The 24th of August 1931 AD

Aldous Huxley wrote Brave New World while living in Central America, finally finishing his revisions on August 24 1931. He was a close friend of D.H. Lawrence , and acquainted with members of the Bloomsbury Set; but Brave New World owes far more to H.G. Wells and strangely to Henry Ford, whose ideas had horrified Huxley when he chanced on one of his books during an ocean voyage; and it has also been suggested that Huxley plagiarised novels by Eastern European writers.
Whatever the inspirations, Brave New World is one of the great landmark novels of the 20th century, often paired with George Orwell ’s 1984 though the two nightmare worlds depicted are diametrically different: Orwell’s reliant on terror and repression; Huxley’s on social conditioning backed with consumerism. Interestingly Eric Blair, Orwell’s real name, was a pupil of Huxley when the latter briefly taught at Eton .
It is too often overlooked that Brave New World is a satire, and sometimes not too subtle in that aim – character names identifying contemporary or historical figures relevant to some of the ideas pursued in the book for example.
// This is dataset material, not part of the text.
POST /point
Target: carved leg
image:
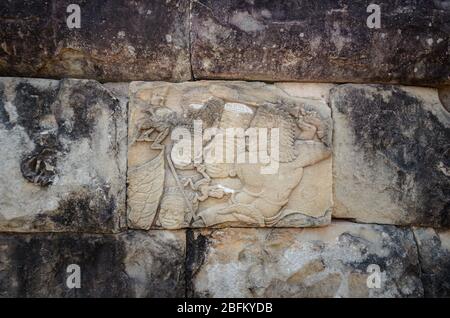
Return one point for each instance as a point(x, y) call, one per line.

The work remains scary in spite of that, partly because of the accuracy of the author’s perceptions about the way the world was going: our continuing need to sort ourselves into classes; the use of recreational drugs to blunt sensibilities; the drive to consume to fuel the economy; the dehumanising effects of mass production; the attraction of conformity. It may be set in a future half a millennium away but much of Huxley’s dystopian view is very recognizable already.